The stock market may be overheated but reflects the optimism of Indian and foreign investors in the India growth story. It’s easy to forget that the Indian economy has endured four years of trauma between 2020 and 2023 with the Covid pandemic, wars in Ukraine and Gaza, maritime trade disruptions and an acute recession in the global economy.
In these challenging circumstances, India is on target to record seven per cent GDP growth in 2023-24, the highest of a major economy.
Analysts expect Indian economic growth to dip in 2024-25 to 6.5 per cent. They were proved wrong in 2023-24. They are likely to be proved wrong again. All kinetic indicators point to the growth momentum continuing in 2024: exports, capex, infrastructure.
An election year brings its own economic momentum. Funds flow into welfare schemes, leading to a spike in consumption. Already, rural consumption – subdued for over a year – has begun to pick up.

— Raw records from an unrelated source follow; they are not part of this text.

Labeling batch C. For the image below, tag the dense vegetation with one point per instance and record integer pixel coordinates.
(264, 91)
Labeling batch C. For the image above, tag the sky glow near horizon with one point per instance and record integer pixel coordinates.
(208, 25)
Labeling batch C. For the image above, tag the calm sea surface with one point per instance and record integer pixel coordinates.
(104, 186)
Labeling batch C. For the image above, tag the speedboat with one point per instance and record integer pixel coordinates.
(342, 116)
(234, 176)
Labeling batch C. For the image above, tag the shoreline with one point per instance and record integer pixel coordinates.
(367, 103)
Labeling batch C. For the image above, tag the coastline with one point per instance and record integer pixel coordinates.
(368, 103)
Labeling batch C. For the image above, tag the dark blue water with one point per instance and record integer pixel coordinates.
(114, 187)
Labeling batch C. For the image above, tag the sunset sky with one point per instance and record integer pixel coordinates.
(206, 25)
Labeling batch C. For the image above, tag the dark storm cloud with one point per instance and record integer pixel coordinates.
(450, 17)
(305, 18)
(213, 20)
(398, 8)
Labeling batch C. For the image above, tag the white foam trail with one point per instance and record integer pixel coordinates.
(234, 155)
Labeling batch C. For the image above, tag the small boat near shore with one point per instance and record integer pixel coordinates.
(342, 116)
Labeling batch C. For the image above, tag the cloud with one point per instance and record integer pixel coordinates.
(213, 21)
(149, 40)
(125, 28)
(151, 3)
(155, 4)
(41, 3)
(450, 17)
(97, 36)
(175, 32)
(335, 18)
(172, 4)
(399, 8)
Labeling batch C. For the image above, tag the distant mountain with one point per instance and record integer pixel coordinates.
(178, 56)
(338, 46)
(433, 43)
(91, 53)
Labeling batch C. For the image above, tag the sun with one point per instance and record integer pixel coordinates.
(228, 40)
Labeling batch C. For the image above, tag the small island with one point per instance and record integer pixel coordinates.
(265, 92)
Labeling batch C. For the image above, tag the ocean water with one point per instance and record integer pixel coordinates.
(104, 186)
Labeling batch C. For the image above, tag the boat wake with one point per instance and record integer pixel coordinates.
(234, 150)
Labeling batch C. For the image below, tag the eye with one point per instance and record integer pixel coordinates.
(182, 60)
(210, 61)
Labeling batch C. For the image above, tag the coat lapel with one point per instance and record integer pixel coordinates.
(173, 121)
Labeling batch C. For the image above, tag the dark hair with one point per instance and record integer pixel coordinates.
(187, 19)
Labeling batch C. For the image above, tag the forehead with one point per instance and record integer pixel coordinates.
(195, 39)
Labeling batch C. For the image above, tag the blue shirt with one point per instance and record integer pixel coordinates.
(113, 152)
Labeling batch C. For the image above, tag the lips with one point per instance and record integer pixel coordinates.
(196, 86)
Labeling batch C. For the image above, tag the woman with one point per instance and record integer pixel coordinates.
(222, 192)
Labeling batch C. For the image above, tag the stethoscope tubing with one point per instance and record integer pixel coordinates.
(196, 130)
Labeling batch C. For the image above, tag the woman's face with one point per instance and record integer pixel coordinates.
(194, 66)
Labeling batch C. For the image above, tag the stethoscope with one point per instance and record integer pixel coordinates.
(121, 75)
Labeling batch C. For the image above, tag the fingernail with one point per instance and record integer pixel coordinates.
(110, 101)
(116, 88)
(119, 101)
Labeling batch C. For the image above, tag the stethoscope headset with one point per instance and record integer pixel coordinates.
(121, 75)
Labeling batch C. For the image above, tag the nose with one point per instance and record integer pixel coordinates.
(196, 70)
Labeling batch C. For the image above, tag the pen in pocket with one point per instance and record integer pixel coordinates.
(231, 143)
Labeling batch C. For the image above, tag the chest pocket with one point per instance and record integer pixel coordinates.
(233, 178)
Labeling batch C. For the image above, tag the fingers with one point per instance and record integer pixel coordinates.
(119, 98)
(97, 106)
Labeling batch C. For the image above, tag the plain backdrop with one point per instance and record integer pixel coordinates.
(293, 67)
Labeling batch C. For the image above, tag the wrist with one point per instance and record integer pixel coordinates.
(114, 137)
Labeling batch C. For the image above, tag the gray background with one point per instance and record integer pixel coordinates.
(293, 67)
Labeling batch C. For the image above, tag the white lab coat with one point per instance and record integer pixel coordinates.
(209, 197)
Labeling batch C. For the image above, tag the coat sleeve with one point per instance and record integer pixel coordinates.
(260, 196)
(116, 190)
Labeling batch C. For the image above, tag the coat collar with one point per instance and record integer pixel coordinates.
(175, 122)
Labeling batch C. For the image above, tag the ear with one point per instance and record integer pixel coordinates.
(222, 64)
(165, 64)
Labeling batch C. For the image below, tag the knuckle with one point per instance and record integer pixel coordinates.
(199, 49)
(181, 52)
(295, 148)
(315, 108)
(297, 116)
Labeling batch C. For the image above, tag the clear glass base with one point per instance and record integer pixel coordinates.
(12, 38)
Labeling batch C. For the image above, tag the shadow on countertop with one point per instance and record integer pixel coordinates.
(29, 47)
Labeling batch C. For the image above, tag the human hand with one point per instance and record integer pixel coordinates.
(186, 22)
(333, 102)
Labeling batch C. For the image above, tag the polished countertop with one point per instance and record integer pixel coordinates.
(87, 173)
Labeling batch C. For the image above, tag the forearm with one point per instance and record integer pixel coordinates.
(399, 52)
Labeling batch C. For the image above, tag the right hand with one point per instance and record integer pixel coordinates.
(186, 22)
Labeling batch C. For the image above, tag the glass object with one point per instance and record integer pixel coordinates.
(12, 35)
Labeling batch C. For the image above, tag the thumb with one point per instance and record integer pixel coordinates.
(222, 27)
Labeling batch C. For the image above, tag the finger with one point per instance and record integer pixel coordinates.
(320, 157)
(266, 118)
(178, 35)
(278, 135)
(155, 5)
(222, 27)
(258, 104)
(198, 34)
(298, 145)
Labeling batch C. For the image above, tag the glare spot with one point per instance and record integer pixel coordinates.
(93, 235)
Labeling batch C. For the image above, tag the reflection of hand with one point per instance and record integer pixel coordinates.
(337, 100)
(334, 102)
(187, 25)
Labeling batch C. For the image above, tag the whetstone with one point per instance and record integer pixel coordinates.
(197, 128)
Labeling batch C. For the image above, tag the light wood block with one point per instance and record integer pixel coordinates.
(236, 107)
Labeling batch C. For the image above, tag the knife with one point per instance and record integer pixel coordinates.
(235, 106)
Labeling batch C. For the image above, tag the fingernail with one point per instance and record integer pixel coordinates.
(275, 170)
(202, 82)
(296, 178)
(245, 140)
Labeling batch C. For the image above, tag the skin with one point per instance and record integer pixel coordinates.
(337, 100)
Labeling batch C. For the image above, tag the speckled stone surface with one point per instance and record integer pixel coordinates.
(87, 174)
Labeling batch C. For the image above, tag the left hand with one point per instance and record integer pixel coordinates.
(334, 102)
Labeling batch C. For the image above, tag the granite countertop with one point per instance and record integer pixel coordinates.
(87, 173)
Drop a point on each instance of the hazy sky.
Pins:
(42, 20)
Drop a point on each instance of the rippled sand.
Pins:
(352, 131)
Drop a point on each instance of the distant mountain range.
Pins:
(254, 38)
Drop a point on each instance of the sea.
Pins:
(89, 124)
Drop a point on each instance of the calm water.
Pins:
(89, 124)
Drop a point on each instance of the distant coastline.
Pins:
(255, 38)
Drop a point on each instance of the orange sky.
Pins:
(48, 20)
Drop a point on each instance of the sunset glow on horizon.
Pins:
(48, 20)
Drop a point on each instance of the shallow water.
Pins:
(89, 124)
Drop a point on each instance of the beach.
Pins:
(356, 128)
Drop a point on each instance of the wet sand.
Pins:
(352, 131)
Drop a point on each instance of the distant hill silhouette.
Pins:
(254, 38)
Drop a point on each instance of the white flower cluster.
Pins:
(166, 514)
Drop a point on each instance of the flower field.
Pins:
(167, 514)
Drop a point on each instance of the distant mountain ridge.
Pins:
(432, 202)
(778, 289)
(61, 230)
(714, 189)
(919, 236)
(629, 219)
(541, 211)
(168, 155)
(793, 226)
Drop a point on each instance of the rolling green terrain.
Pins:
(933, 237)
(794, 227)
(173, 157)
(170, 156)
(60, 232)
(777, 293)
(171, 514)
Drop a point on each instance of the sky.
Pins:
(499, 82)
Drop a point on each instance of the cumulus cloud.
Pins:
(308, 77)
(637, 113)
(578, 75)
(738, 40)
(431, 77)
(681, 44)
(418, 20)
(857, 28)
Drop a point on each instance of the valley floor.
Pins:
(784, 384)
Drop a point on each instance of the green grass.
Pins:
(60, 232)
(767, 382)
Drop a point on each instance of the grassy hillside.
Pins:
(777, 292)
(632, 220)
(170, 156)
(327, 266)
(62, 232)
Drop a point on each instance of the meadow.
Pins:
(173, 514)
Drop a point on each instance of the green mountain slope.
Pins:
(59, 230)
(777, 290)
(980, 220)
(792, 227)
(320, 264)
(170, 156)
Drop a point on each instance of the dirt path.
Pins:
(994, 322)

If India can make seven per cent annual GDP growth the new normal, the economy will double every 10 years. During its peak 20-year demographic dividend, China grew at nearly 10 per cent a year. If India can take its growth rate to over eight per cent and in the 2030s to nine per cent, the economy will double every eight years.
In 24 years, by 2047, India could therefore rise 8x from $4 trillion to $32 trillion. With population plateauing at 1.5 billion, India’s per capita income in nominal terms would rise to $21,500 and in purchasing power parity (PPP) terms to over twice that.
2024 could be India’s breakout year.